BAT heeft betoogd dat op grond van de jurisprudentie van het HvJ EU de bonus buiten de vergoeding voor niet-opgenomen vakantiedagen zou moeten vallen. Het hof volgt BAT niet in dit betoog. Het hof is onder meer van oordeel dat uit de jurisprudentie van het HvJ EU evenmin volgt dat winstaandelen die niet direct gerelateerd zijn aan een persoonlijke inspanning van de werknemer, tijdens vakantie niet behoeven te worden doorbetaald. Een volgende vraag is hoe de bonus in het vakantieloon moet worden geïntegreerd. Het hof overweegt dat uit de arresten Lock en Greenfield-Care volgt dat de rechter een nauwkeurige analyse van de verschillende looncomponenten moet maken. De hoogte van het winstaandeel over 2015 is door partijen in de beëindigingsovereenkomst vastgesteld op 45%. Het hof is van oordeel dat ook bij de uitbetaling van de vakantie-uren de toepassing van dat door partijen vastgestelde percentage over het meest recente tijdvak aangewezen was. Nu BAT daarin echter ook heeft betoogd dat van het gemiddelde van de jaren 2013 tot en met 2015 zou moet worden uitgegaan, dat neerkomt op 45,67%, zal het hof dat percentage aanhouden omdat dit in het voordeel is van werknemer.
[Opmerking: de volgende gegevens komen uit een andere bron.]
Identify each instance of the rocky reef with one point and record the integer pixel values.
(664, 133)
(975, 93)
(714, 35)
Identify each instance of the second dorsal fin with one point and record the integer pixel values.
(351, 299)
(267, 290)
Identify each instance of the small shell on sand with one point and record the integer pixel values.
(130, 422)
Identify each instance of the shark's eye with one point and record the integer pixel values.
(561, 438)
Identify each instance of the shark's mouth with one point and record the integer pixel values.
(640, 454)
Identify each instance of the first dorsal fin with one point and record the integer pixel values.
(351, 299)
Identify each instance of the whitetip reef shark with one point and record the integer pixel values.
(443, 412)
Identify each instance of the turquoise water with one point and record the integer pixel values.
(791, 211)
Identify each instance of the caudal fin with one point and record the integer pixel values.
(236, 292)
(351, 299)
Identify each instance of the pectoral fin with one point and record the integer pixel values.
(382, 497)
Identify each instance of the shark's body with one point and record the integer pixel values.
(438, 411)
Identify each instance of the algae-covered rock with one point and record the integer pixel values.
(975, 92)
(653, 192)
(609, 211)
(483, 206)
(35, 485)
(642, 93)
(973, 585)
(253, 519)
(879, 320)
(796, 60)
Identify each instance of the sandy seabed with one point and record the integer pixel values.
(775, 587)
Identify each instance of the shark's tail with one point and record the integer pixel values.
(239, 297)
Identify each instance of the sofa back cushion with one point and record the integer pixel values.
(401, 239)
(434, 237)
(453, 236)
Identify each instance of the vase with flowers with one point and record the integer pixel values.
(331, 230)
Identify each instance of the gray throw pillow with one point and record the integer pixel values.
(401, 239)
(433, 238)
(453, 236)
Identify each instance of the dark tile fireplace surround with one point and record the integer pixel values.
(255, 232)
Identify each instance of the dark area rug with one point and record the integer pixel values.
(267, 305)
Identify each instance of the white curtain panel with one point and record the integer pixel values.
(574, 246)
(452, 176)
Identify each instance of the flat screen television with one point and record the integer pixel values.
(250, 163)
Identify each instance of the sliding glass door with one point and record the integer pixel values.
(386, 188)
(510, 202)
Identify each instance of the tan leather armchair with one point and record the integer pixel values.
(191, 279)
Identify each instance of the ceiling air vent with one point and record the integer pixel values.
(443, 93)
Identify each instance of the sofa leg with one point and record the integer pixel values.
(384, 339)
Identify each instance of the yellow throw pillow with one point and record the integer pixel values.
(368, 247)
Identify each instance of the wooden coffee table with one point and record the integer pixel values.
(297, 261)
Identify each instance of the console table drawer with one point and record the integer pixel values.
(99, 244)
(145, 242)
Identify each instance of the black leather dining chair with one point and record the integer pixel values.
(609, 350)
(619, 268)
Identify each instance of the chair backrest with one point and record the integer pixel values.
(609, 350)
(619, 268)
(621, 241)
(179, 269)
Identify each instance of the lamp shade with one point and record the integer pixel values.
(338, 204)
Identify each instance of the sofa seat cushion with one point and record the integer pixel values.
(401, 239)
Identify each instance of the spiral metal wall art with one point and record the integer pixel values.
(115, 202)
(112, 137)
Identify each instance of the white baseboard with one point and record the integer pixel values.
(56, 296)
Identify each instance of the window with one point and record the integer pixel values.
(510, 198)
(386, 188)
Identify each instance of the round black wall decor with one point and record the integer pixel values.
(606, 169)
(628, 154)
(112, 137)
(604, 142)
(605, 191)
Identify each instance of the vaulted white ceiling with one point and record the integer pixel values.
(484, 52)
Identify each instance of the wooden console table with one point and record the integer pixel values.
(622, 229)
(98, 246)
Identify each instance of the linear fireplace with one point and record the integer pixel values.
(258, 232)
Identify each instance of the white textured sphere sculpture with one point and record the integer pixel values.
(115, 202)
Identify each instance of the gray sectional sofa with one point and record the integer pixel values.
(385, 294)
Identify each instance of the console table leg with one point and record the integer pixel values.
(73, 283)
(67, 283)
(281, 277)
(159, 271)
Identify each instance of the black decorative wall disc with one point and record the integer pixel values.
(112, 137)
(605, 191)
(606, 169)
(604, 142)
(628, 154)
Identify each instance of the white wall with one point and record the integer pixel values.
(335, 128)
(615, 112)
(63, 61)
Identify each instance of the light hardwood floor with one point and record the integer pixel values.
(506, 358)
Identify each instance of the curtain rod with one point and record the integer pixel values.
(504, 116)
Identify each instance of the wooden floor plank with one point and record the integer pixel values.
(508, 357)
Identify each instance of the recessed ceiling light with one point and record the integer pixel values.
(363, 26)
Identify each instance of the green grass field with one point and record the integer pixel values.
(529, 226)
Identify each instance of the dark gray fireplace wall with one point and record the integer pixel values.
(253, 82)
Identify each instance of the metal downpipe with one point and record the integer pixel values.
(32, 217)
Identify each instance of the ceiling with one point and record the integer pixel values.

Werkgeversdeel pensioenpremie

Het werkgeversdeel van de pensioenpremie die voldaan wordt aan het bedrijfspensioenfonds van BAT, is een betaling aan een derde en is geen vergoeding die de werkgever aan de werknemers is verschuldigd. De werknemer heeft er wel recht op dat deze bijdrage wordt voldaan, maar heeft niet zelf recht op dit bedrag en kan het dan ook niet zelf voor andere doeleinden aanwenden. Het hof is van oordeel dat, anders dan de kantonrechter heeft overwogen, bedoeld werkgeversdeel niet tot het vakantieloon moet worden gerekend. Werknemer heeft betoogd dat indien de arbeidsovereenkomst was gecontinueerd en hij, bij een latere einddatum dan nu is overeengekomen, zijn vakantiedagen had kunnen opnemen, zijn pensioenopbouw gedurende die periode was voortgezet en hij voor die gemiste pensioenopbouw gecompenseerd dient te worden door uitbetaling van het werkgeversdeel. Het hof overweegt dat uit dit betoog volgt dat de pensioenschade waarop werknemer doelt, voortvloeit uit de beëindiging van de arbeidsovereenkomst en niet uit het niet opnemen van de vakantiedagen. De premie staat meer in verband met het bestaan van de arbeidsovereenkomst als zodanig en dient daarom niet te worden meengenomen in de berekening van het vakantieloon van werknemer.